Thursday, October 30, 2008

Readings: Paradise Summed


I’ve been wandering through the archives again. On this trip, in another not-quite-so-dusty box as the one from which I pulled the little wonders described here, I found something else that struck me as way cool. In the Milton Quarterly, Volume Twenty/Number One, March 1986, I found the article “Tetragrammic Numbers: Gematria and the Line Total of the 1674 Paradise Lost” by a scholar named Eve Keller.

To me, this article is a prime example of the rewards available from scholarship in general, and the study of literature specifically. I was not able to find a link to an electronic version of Ms. Keller’s groovy piece (although I did find a blog featuring a post on the same topic, written twenty years later), so I will have to quote Ms. Keller’s words extensively below:

XXXIn the year of his death, Milton expanded his ten-book epic [i.e. Paradise Lost] into twelve by dividing roughly in half each of the two longest books of the poem and by adding fifteen lines to the total. Book 7 of the 1667 edition became Books 7 and 8 in 1674, and Book 10 became Books 11 and 12. Of the fifteen new lines, three were added to Book 5, three to new book 8, four to Book 11, and five to Book 12. From the ten-book, 10,550 line form of 1667, Paradise Lost became in 1674 a poem in twelve books, comprising 10, 565 lines.
XXReaders have puzzled over the possible symbolic intentions of the line additions for quite some time, but none has reached a successful conclusion.

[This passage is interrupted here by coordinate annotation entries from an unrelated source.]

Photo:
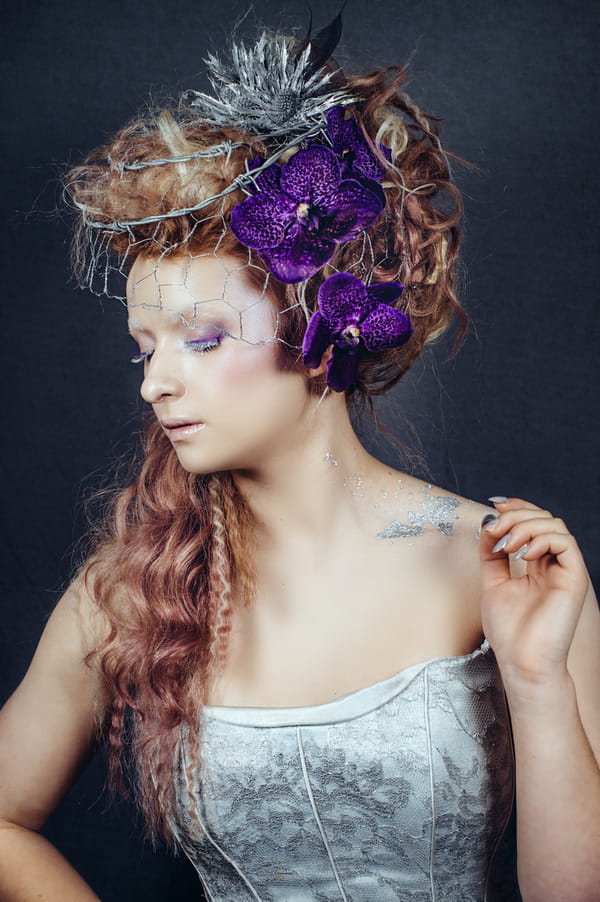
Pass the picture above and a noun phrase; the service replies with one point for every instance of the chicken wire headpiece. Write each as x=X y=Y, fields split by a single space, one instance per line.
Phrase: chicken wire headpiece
x=325 y=191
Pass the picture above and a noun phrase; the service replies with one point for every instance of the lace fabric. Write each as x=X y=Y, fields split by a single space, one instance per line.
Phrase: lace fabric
x=400 y=791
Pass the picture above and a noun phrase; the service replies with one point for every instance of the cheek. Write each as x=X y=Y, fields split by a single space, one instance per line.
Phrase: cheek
x=246 y=368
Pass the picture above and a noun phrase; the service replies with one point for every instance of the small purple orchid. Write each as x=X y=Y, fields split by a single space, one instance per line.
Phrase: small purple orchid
x=301 y=210
x=352 y=315
x=349 y=143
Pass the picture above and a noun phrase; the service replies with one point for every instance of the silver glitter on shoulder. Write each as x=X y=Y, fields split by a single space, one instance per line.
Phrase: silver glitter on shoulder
x=435 y=510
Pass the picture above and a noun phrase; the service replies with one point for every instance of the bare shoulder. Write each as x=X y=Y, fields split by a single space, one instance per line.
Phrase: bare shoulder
x=438 y=529
x=51 y=723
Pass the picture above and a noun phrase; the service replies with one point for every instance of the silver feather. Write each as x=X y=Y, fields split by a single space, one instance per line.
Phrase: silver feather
x=267 y=89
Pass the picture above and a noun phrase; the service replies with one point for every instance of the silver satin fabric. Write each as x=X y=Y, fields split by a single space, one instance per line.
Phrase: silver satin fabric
x=399 y=791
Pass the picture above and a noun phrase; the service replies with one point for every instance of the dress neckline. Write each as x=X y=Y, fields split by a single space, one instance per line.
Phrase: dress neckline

Starting the question posed by the above, Ms. Keller’s research proceeds to make her the first person, three centuries after the fact, to explain exactly why Milton added those lines in restructuring his masterpiece. Would you believe that the solution to the puzzle is to be found in gematria, a tool of Jewish Kabbalistic mysticism? As readers of Rodak Riffs most likely already know, but as, nonetheless, Ms. Keller explains:

XXThe art of gematria is a mystical method of interpretation built on a system of correspondences which assigns a specific number to each letter of the Hebrew alphabet. Deriving etymologically from a conflation of gramma and geometria, gematria joins number to language, allowing words, phrases, or any other combination of letters to have numerical value.

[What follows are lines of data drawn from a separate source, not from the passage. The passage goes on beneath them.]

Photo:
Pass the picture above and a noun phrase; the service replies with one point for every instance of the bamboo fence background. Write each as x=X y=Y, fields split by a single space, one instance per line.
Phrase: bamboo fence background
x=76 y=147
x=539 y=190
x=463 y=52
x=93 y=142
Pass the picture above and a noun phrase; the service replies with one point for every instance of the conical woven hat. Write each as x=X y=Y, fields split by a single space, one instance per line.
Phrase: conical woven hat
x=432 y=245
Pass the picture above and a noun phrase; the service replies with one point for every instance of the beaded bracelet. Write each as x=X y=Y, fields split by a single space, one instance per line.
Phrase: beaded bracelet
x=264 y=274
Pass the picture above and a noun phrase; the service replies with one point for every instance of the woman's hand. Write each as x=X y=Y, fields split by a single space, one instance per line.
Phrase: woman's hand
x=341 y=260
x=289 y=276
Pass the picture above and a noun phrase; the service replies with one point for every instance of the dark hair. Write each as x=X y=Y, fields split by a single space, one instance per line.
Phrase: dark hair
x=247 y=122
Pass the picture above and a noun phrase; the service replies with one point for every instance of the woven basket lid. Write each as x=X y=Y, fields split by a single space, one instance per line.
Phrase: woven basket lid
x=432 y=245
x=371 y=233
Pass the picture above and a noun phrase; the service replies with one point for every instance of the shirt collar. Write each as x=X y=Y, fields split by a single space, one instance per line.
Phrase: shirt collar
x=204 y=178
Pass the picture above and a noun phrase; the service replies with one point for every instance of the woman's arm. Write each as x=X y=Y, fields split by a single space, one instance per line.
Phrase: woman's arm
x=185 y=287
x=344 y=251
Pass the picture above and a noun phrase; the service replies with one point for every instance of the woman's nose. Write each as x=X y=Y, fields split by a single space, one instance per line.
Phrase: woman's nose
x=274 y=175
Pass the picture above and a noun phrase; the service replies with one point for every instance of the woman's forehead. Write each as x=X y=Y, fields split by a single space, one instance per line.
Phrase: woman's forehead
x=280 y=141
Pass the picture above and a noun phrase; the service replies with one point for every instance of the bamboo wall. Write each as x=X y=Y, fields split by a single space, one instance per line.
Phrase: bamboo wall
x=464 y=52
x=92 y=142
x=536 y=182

Keller adds this crucial bit of speculation:

XXAlthough Milton may not have learned gematria directly from the medieval sources of Jewish Kabbalism, he certainly had access to the technique through the Christian Kabbalists of the Renaissance.

And formulates this “startling” conclusion:

XXWith gematria as a guide, we may now suggest a significance of the 1674 line total. By simply juxtaposing the Hebrew letters which correspond to each number of the total 10, 565, the startling justification of Milton’s emendation appears. In Hebrew, the letter ‘yod’ (I) corresponds to the number 10, ‘heh’ (H) to the number 5, ‘fvav’ (V) to the number 6, and again ‘heh’ (H) to the number 5. Write these letters in sequence, yod-heh-fvav-heh, and the result is IHVH, the Hebrew Tetragrammaton, the most holy Name of God. The total humber of verse lines in Paradise Lost, in other words, pronounces the ineffable, speaking in silent numbers the Name of the Divine.

Way to go, Eve Keller! I find this to be every bit as wonderful, awe-inspiring, and intellectually rewarding as was the discovery of that nifty 1915 sonnet in the previous dusty old box that I delved into in the vaults. English Majors of the World Unite!